Submitted to: Weed Science
Publication Type: Peer Reviewed Journal
Publication Acceptance Date: 6/25/1998
Publication Date: N/A
Citation: N/A

Interpretive Summary: There are recent reports from growers that several classes of herbicides, normally effective in controlling common waterhemp in fields, now fail to control this weed satisfactorily. This observation led us to conduct greenhouse and laboratory studies that tested the response of this weed to herbicides. We tested a selection of a reported 'hard-to-control' common waterhemp from Bond County Illinois and found that it was cross resistant to several ALS (acetolactase synthase) inhibiting herbicides such as imazethapyr, thifensulfuron, and flumetsulam. In addition, this selection also displayed a high level of multiple resistance to the photosynthesis-inhibiting triazine herbicide atrazine. Our laboratory studies revealed that the physiological basis for the resistance in the plant was a change at each site of these herbicides' action that rendered the herbicide ineffective. Further, by applying molecular techniques we determined the exact locations on the gene that caused amino acid changes in the enzymes at the sites of herbicide action and resulted in the lack of herbicide activity in the field. Results of this study are valuable to growers, extension personnel and researchers that are involved in weed management.
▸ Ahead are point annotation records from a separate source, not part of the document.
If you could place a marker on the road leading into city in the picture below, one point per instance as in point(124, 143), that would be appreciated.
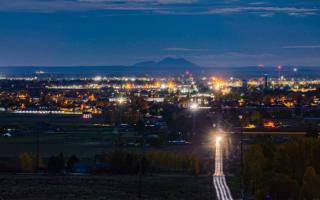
point(219, 180)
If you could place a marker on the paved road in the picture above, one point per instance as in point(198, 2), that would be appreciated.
point(219, 180)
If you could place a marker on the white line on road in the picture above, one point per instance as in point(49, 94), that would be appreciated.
point(219, 180)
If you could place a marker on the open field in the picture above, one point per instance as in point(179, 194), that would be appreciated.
point(157, 187)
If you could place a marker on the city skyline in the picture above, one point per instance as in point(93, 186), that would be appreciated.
point(122, 32)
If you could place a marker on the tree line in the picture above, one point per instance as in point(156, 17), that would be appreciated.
point(290, 170)
point(119, 161)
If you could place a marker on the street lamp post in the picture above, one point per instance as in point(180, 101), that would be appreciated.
point(241, 157)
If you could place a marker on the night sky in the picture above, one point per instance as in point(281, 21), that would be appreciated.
point(211, 33)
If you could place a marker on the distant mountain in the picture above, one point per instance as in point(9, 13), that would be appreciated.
point(168, 63)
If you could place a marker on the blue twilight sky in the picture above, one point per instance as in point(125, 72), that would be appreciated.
point(211, 33)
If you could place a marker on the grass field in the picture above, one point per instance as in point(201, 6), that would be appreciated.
point(113, 187)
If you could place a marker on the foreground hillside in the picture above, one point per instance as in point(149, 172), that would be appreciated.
point(159, 187)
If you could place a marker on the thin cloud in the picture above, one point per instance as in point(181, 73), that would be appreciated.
point(302, 47)
point(183, 49)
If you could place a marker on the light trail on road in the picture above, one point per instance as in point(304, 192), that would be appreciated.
point(219, 180)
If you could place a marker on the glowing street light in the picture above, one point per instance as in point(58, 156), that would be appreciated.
point(194, 106)
point(121, 100)
point(218, 139)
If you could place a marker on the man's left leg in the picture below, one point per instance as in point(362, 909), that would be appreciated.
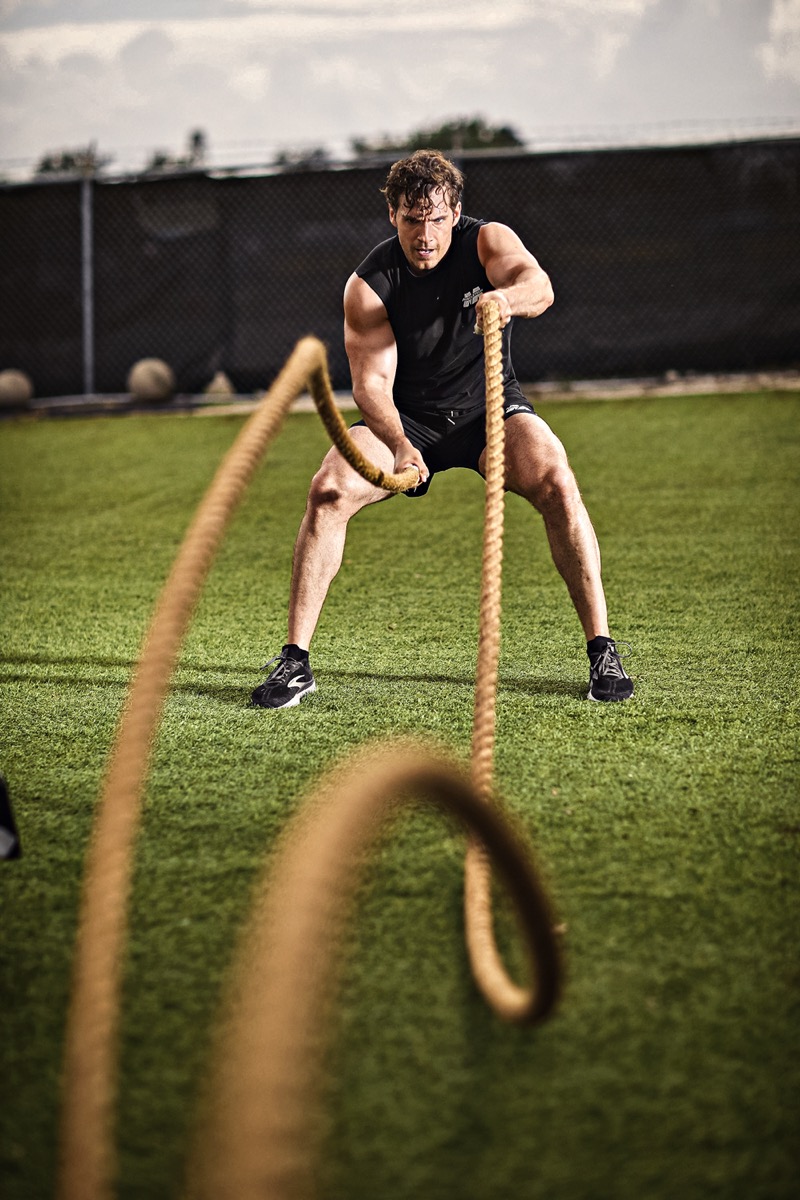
point(539, 471)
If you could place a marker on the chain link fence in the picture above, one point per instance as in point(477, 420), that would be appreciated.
point(680, 258)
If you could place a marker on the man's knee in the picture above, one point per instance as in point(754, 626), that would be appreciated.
point(337, 490)
point(555, 490)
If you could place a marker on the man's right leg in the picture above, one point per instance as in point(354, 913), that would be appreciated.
point(337, 492)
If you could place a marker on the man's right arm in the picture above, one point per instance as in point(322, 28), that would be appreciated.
point(372, 354)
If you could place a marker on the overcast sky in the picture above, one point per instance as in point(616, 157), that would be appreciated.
point(136, 76)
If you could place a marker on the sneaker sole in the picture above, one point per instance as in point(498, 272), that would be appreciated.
point(609, 700)
point(289, 703)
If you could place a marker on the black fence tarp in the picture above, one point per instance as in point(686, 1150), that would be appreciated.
point(680, 258)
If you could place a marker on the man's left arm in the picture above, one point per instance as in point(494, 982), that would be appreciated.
point(521, 287)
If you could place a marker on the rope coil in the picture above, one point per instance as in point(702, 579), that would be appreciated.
point(86, 1157)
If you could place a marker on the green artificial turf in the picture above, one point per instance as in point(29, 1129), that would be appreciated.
point(667, 828)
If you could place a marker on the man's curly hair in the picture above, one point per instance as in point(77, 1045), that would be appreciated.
point(421, 173)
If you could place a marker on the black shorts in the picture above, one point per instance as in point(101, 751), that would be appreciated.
point(451, 439)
Technical Abstract: A common waterhemp biotype not controlled by triazine or acetolactate synthase (ALS) inhibiting herbicides was isolated from a field in Bond County, Illinois in the fall of 1996. Greenhouse and laboratory experiments were used to determine resistance and cross resistance patterns among three ALS inhibiting herbicides and atrazine. Based on whole plant responses, Bond County waterhemp required over one thousand times more imazethapyr to reduce growth 50% as compared with a susceptible biotype. Cross resistance to thifensulfuron, a sulfonylurea, and flumetsulam, a triazolopyrimidine sulfonanilide, was also detected in the resistant waterhemp biotype. Based on in vivo enzyme assays, ALS from Bond County waterhemp relative to the susceptible biotype was 20, >8.4, and 68 fold resistant to imazethapyr, thifensulfuron, and flumetsulam, respectively. Whole plant efficacy trials indicated that Bond County waterhemp also was highly resistant to atrazine. An application rate corresponding to over 20 kg ha-1 of atrazine was needed to retard growth 50%. Results from chlorophyll fluorescence assays revealed that a 100 nM atrazine solution inhibited photosynthesis in the susceptible biotype whereas 10 M atrazine did not affect chlorophyll fluorescence in the resistant biotype. Regions of the genes encoding ALS and the D1 protein were sequenced to determine the molecular basis for resistance. Triazine and ALS herbicide resistance was conferred by, respectively, a glycine for serine substitution at residue 264 of the D1 protein and a leucine for tryptophan substitution at residue 577 of ALS.